Antoine keerde terug naar Lyon om het graf te bezoeken dat zijn naam droeg, zijn volwassen kinderen te zien en de banden aan te halen met een familie die hem, hoewel vreemden voor hem, met liefde had verwelkomd. Daarna ging hij terug naar Nice, naar de vrouw die hij had verloren, maar die nooit was gestopt met op hem te wachten. Ze werden herenigd, maar op een andere manier, zachter, minder gehaast, alsof de tijd die hen had gescheiden hun pijn had verzacht. Claire leerde ondertussen de man van wie ze zoveel had gehouden los te laten, zonder hem te vergeten.

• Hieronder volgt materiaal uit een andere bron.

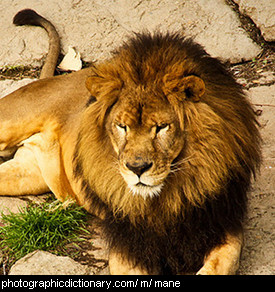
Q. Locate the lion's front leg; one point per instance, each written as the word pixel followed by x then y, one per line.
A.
pixel 223 259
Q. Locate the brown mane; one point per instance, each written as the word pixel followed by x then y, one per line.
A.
pixel 202 200
pixel 222 137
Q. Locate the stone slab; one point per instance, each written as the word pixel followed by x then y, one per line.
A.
pixel 263 15
pixel 97 27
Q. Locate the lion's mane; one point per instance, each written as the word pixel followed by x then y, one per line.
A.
pixel 207 198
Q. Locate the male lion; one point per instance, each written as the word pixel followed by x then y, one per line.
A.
pixel 159 141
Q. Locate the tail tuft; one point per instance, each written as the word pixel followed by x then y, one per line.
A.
pixel 27 17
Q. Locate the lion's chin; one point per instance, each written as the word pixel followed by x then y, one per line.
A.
pixel 146 191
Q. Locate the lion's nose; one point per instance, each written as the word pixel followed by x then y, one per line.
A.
pixel 139 167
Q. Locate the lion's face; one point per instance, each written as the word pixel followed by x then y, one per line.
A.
pixel 146 137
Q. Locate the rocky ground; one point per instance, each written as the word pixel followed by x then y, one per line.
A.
pixel 240 32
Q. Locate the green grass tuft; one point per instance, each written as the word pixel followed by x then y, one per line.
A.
pixel 43 227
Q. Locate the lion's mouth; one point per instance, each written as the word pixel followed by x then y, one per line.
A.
pixel 145 190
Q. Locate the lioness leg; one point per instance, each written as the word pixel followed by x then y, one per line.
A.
pixel 21 175
pixel 224 259
pixel 47 152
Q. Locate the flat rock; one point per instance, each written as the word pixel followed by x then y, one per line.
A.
pixel 97 27
pixel 45 263
pixel 8 86
pixel 258 256
pixel 263 15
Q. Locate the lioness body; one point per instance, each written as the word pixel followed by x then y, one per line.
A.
pixel 159 142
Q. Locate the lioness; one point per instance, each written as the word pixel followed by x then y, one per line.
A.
pixel 159 141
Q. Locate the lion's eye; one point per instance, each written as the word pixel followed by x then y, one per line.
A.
pixel 160 127
pixel 121 127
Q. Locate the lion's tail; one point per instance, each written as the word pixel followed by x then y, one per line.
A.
pixel 30 17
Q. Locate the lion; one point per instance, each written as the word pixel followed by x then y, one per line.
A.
pixel 159 142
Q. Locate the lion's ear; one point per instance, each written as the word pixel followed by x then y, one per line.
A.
pixel 190 87
pixel 102 86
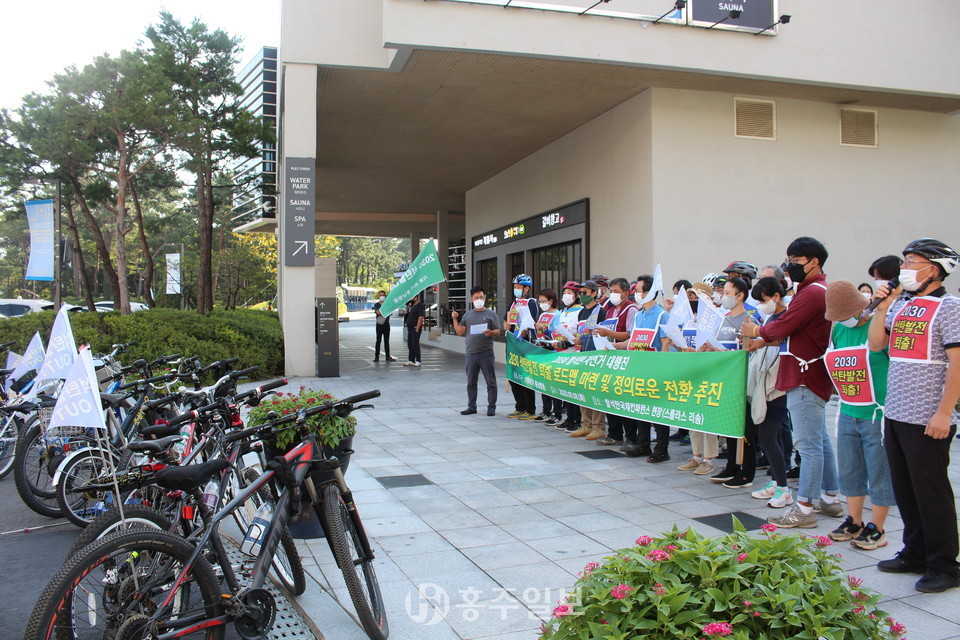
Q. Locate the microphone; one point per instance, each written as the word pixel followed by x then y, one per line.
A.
pixel 893 284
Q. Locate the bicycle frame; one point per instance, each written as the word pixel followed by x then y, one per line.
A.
pixel 303 458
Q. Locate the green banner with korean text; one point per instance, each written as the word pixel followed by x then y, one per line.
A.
pixel 703 391
pixel 426 270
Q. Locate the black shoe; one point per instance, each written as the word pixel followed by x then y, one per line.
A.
pixel 738 483
pixel 935 581
pixel 726 475
pixel 898 564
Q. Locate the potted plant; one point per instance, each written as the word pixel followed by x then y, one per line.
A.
pixel 334 433
pixel 684 585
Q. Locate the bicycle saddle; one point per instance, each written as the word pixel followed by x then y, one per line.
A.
pixel 190 476
pixel 152 447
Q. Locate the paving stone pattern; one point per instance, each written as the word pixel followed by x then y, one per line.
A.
pixel 513 510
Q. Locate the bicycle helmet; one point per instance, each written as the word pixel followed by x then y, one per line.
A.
pixel 743 268
pixel 936 252
pixel 710 279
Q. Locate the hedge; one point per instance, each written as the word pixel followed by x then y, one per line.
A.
pixel 253 336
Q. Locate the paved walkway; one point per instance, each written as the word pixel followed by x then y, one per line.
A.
pixel 509 512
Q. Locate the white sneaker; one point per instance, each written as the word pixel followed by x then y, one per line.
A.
pixel 706 468
pixel 781 498
pixel 766 493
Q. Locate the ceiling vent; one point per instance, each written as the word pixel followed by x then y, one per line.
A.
pixel 755 118
pixel 858 128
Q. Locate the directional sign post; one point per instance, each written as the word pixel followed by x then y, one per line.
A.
pixel 299 218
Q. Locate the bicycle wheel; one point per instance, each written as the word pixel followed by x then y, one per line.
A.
pixel 110 522
pixel 287 565
pixel 9 432
pixel 357 572
pixel 81 508
pixel 32 471
pixel 114 587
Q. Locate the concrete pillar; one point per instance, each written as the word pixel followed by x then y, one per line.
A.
pixel 298 135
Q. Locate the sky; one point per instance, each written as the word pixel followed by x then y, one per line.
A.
pixel 43 37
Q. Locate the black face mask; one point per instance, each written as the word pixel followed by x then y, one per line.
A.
pixel 796 272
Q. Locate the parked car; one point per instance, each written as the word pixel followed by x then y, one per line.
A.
pixel 108 305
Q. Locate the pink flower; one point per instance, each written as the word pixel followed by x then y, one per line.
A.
pixel 718 629
pixel 658 555
pixel 896 628
pixel 621 591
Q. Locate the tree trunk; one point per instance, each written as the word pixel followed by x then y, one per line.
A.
pixel 147 256
pixel 102 249
pixel 79 265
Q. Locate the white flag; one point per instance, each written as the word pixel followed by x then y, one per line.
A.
pixel 173 273
pixel 78 404
pixel 61 350
pixel 681 313
pixel 32 358
pixel 656 288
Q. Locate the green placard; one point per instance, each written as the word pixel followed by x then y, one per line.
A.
pixel 426 270
pixel 698 391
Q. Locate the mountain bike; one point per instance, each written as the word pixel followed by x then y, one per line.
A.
pixel 149 584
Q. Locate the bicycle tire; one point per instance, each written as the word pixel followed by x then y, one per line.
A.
pixel 359 575
pixel 31 472
pixel 53 617
pixel 9 436
pixel 74 506
pixel 108 523
pixel 287 564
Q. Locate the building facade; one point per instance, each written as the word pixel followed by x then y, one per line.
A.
pixel 654 141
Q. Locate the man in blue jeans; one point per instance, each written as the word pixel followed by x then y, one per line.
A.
pixel 803 377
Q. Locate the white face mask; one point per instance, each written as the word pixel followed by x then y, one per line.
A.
pixel 908 280
pixel 767 308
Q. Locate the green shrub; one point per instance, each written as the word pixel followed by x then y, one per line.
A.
pixel 253 336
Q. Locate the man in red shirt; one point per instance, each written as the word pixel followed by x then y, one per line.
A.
pixel 806 382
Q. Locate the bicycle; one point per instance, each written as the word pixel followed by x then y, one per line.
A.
pixel 145 583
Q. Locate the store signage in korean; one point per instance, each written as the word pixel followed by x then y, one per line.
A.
pixel 571 214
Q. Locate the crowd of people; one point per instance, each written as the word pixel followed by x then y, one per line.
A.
pixel 889 349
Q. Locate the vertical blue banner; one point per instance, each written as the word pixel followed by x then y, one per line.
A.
pixel 42 248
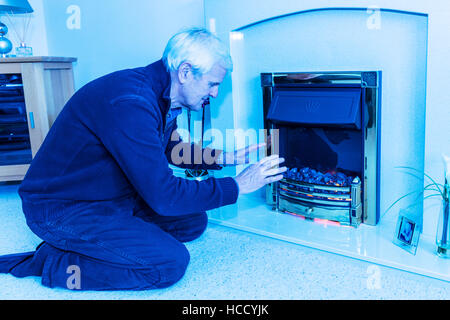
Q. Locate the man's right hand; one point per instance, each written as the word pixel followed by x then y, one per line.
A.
pixel 258 175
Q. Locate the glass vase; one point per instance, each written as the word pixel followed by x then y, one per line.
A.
pixel 443 232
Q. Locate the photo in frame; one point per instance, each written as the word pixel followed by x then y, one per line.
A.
pixel 407 233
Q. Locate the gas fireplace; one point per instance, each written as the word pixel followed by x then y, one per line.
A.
pixel 327 127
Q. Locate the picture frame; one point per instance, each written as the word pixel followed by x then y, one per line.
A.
pixel 407 233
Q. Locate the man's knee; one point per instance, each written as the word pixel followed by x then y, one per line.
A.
pixel 196 227
pixel 174 268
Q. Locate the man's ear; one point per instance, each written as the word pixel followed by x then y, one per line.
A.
pixel 184 72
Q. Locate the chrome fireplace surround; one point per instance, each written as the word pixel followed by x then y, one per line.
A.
pixel 327 127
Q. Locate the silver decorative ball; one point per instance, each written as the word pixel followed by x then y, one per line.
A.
pixel 5 46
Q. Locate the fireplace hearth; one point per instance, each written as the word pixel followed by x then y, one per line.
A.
pixel 327 127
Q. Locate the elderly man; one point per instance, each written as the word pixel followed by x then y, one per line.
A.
pixel 100 192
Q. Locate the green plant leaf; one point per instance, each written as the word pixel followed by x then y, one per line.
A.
pixel 426 175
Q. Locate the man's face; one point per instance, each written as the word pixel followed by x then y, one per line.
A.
pixel 196 90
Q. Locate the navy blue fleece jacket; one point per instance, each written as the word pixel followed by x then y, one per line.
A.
pixel 111 140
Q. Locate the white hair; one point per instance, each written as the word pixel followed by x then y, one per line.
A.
pixel 198 47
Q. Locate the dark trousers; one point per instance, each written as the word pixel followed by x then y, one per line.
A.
pixel 106 245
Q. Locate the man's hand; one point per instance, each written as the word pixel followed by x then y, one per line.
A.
pixel 241 156
pixel 258 175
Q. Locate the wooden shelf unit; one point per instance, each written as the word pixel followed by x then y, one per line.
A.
pixel 48 83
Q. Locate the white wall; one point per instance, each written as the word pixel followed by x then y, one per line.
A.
pixel 109 35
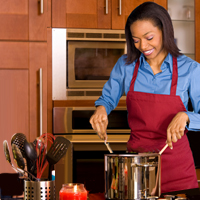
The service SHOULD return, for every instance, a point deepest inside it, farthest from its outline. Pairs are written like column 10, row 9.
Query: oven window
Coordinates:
column 95, row 63
column 117, row 119
column 88, row 168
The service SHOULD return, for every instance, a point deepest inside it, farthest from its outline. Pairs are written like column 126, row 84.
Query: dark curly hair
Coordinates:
column 161, row 19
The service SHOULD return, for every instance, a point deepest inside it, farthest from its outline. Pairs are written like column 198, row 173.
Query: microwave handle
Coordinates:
column 106, row 7
column 41, row 2
column 120, row 7
column 40, row 85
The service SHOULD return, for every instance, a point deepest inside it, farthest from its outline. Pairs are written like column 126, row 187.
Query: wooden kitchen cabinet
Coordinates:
column 19, row 89
column 22, row 20
column 100, row 14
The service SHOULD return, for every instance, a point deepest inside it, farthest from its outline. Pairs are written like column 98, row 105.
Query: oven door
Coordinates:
column 90, row 62
column 74, row 121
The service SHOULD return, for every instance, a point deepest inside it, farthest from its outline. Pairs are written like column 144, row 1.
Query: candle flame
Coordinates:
column 75, row 188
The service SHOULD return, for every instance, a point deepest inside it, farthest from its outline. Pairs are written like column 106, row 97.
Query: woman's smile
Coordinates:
column 148, row 52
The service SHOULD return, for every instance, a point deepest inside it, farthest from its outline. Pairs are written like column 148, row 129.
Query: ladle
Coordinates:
column 30, row 150
column 7, row 155
column 20, row 160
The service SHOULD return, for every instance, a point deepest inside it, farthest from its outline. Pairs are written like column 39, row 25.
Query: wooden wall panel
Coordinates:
column 13, row 27
column 58, row 13
column 14, row 55
column 49, row 80
column 37, row 59
column 38, row 22
column 14, row 108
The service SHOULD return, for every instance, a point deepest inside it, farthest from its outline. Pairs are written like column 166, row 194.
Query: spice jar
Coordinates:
column 73, row 191
column 169, row 197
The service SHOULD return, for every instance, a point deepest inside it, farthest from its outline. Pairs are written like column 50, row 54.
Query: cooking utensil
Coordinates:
column 7, row 155
column 163, row 149
column 20, row 160
column 41, row 148
column 30, row 150
column 57, row 150
column 18, row 139
column 18, row 156
column 136, row 175
column 108, row 146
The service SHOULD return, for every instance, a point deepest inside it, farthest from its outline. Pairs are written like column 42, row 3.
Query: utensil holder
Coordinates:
column 39, row 190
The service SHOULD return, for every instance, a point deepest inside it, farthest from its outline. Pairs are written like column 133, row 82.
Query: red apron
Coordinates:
column 149, row 116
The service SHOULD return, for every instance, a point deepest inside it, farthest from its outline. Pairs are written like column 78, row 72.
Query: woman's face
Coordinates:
column 148, row 39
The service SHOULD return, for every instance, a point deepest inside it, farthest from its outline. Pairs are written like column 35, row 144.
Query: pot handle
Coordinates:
column 144, row 164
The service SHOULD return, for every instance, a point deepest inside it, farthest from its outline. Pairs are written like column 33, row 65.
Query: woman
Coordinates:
column 158, row 81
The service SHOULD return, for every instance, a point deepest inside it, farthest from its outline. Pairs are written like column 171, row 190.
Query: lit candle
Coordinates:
column 73, row 192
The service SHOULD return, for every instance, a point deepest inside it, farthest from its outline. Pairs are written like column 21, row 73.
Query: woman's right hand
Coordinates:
column 99, row 122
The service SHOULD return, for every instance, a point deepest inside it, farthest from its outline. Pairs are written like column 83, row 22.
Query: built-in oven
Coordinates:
column 84, row 160
column 82, row 60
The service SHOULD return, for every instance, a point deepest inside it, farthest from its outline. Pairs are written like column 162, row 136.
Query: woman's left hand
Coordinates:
column 176, row 128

Op een avond, terwijl ze beiden op de kasteelheuvel stonden, keek Claire toe hoe een boot langzaam wegdreef in de schemering, de zee die geheimen fluisterde aan de horizon. ‘Leef gelukkig, mijn liefste,’ zei ze zachtjes, als een laatste ademtocht van onveranderlijke liefde, ‘Misschien hebben onze zielen elkaar ergens alweer gevonden.’
De kalme, oneindige zee fluisterde terug dat ware liefde nooit sterft. Ze verandert alleen van vorm, van contouren, maar ze blijft eeuwig voortleven in de harten van hen die weten hoe lief te hebben en te vergeven. En Claire, eindelijk in vrede, liet haar hart openstaan voor deze nieuwe vorm van liefde, een liefde zonder bezit, zonder pijn, maar vol dankbaarheid en tederheid. Het lot had hen voor een moment samengebracht, en dat was genoeg.